With a full probability model for the joint distribution of $(X, Y)$, it would possible to marginalize $\hat{f}$ by either integrating these variables out or summing over them. In many cases it is desirable to avoid assuming a full probability model. In these cases this procedure doesn't work because we have no (assumed) joint distribution for $(X, Y)$.

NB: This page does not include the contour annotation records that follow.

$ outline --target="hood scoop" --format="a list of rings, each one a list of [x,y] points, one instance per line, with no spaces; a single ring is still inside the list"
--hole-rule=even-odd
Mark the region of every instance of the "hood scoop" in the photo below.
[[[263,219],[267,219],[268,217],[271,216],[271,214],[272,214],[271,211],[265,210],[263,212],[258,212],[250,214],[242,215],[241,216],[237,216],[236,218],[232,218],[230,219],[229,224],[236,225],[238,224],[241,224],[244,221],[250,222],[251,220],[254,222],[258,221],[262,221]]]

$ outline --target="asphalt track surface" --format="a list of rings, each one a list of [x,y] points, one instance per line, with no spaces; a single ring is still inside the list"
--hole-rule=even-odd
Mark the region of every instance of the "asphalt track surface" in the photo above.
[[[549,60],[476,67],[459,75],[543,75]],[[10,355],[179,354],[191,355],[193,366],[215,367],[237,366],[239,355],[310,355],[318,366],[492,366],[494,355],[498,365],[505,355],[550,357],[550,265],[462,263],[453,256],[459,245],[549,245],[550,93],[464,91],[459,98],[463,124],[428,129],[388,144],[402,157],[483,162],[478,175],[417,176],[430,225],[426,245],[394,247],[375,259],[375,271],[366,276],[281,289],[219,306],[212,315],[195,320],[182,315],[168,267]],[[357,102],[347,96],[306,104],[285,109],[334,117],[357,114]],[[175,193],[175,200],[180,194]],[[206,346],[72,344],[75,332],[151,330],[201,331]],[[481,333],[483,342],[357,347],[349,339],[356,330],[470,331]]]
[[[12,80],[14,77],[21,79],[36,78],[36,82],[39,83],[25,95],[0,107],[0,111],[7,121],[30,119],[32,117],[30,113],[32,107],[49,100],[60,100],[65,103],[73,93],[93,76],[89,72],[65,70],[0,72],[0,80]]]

Monte-Carlo integration can allow us to marginalize $\hat{f}$ nonetheless. The most basic way of doing this requires us to first treat $\mathbf{X}$ as having a uniform measure, that is, each value of $\mathbf{X}$ we observe is equally likely, which forms a discrete uniform distribution on $\mathbf{X}$. Since we want to marginalize $\hat{f}$ so that it only depends on a column-wise proper subset of $\mathbf{X}$, say $\mathbf{X}_{u}$, we also need to assume that $\mathbf{X}$ comes from a product distribution, that is, that the probability of $\mathbf{X}_{u}$ and $\mathbf{X}_{-u}$ are independent. These two assumptions allow us to perform a Monte-Carlo integration.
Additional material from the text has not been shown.